Hey Im starting to make a website with all my best photos on it. This is what I have so far. http://geocities.com/jtonerphoto/html/index.html
Comments?  
Critisism? :cry:

I also made this >> http://geocities.com/jtonerphoto but i think it looks kinda "un professional"


----------



## yashica4life (Apr 4, 2004)

Generic  :cry:  I made that myself from scratch... 
And I am planning on getting a real server. 
Glad you like the pics tho


----------



## craig (Apr 4, 2004)

I think that is a good job on the website. I am not sure what scenery photos are, but that may just be me. I wish I had a last name like Toner.


----------



## yashica4life (Apr 4, 2004)

thanks, what you mean you dont know what scenery photos are? 
Hmmmm I've never really liked my last name :?  but I guess thats just me
I got tons more photos I gotta scan and put up. 
So stay tuned


----------



## craig (Apr 4, 2004)

It may sound better if you used the term landscape or scenic. I just love the word tone


----------



## yashica4life (Apr 6, 2004)

yay new photos !!! check them out


----------



## oriecat (Apr 7, 2004)

Nice stuff.  FYI, your Home link doesn't work.


----------



## yashica4life (Apr 8, 2004)

Thanks 
O ya I forgot about that. I had to chang the page name but forgot to change the link


----------



## TheProf (Apr 9, 2004)

Looks good but I find the your name on the images really distracting, off to the corner is fine but some are right in the middle?


----------



## yashica4life (Apr 9, 2004)

Ya.....I just did that so people dont copy them


----------



## ksmattfish (Apr 9, 2004)

I like how your site is set up, although you need more pics!  I liked your MTB and pet portraits the best.

I guess I understand the desire to protect your images, and I know that lot's of folks do it, but having to deface my images with a big ugly copyright name thing in worse than having them stolen.  I figure that most of the "theft" going on is probably folks who aren't going to use the pics to make a profit.  And if they can enjoy the lousy 72dpi file, then they aren't the types to buy the real deal from me anyway.  Anyone who wants to make money off my images would be better off just to contact me and get a high quality print; I'm pretty cheap.


----------



## yashica4life (Apr 14, 2004)

o yea I have waaaaay more pics, but I dont have a scanner... I just got my friend to do a couple.
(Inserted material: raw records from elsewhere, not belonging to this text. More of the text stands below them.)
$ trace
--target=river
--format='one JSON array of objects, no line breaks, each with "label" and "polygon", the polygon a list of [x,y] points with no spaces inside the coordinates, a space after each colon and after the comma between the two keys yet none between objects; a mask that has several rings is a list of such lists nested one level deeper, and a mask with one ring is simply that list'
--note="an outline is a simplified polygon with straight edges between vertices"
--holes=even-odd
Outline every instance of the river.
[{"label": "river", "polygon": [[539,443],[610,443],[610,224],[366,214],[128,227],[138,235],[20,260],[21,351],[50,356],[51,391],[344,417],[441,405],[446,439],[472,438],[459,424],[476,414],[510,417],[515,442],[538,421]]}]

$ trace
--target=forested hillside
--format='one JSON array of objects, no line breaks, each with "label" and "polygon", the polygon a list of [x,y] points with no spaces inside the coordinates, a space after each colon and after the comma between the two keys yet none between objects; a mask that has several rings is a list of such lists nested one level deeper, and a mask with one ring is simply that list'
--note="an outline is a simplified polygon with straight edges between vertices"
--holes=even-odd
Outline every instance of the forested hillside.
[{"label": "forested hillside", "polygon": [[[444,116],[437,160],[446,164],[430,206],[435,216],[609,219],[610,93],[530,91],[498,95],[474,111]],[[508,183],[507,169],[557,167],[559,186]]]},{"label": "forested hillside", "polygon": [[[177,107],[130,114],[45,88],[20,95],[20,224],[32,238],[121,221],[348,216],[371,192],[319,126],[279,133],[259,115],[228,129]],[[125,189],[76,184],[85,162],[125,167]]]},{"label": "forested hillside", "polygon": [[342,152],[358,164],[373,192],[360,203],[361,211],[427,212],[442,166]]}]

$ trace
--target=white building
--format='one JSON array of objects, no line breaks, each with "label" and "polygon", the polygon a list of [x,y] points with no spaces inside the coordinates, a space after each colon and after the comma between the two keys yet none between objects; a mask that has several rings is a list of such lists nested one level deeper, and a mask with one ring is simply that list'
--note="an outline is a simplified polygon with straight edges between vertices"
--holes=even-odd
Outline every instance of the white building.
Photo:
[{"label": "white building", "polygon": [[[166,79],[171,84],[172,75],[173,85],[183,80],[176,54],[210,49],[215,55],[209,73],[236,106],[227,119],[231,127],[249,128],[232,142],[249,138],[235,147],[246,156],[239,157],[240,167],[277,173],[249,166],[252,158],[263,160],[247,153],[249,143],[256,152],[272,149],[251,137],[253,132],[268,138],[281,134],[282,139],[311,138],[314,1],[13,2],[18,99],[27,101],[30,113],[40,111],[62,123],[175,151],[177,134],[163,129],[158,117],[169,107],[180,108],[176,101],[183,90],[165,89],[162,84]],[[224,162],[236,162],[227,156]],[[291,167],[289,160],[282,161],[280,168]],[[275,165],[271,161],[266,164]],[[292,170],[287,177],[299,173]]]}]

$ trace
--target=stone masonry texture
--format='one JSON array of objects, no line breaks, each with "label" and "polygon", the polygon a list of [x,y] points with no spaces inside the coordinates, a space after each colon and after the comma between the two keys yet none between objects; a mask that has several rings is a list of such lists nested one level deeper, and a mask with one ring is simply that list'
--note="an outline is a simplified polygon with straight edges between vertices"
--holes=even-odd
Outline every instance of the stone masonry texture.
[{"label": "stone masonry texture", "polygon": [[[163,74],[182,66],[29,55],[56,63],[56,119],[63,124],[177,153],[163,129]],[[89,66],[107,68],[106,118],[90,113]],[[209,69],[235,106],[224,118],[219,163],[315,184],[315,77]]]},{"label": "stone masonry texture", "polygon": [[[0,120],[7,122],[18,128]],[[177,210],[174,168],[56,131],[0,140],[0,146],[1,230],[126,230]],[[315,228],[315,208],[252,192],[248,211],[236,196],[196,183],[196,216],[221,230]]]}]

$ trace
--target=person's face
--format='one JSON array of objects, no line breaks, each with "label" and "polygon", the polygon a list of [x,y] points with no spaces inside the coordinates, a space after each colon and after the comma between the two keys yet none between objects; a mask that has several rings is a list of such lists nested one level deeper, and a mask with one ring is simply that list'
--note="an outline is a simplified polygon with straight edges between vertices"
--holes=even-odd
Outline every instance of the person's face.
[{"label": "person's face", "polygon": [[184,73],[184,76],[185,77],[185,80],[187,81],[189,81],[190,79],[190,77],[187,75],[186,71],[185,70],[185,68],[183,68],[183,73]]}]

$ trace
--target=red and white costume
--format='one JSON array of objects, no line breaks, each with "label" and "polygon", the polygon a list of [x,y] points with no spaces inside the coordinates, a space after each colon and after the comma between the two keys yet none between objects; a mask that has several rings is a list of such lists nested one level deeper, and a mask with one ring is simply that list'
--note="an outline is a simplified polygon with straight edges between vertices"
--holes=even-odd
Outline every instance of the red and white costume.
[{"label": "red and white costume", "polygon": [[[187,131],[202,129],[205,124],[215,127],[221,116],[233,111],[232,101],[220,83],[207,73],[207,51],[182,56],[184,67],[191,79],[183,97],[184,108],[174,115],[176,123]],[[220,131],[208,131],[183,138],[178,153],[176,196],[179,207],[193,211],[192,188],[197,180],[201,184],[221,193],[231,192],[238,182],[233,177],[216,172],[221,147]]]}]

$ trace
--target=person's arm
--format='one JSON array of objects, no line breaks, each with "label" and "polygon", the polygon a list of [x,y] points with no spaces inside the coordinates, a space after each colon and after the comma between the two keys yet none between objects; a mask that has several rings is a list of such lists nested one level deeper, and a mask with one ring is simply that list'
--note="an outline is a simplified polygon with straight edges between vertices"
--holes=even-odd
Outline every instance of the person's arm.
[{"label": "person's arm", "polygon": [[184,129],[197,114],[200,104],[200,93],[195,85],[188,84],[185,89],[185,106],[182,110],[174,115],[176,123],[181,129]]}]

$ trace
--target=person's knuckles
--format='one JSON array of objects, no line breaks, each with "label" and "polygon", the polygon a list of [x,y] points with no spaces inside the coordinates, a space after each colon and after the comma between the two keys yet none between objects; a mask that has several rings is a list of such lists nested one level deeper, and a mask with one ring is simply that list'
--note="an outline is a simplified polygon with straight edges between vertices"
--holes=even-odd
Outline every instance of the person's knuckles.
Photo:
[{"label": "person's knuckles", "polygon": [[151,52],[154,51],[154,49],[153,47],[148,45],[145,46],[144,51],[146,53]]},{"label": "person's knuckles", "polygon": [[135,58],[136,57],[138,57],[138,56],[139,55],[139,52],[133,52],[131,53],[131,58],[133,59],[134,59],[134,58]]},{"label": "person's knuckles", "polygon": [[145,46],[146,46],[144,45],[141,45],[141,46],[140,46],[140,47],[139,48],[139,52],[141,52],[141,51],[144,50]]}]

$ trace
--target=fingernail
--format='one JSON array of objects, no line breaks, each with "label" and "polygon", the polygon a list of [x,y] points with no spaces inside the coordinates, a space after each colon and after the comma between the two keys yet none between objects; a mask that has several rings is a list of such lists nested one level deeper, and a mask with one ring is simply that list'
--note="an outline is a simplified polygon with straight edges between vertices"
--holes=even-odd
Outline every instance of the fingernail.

I really want to get a digital slr camera just because it would make learning a lot easier, but I like the look of film better, unless you spend like 5000 :shock:  which I dont have.... I think Im just going to buy a scanner, and spend all my saved money on film.

Thanks for all the positive comments    and I am thinking of moving the name things out of the way


----------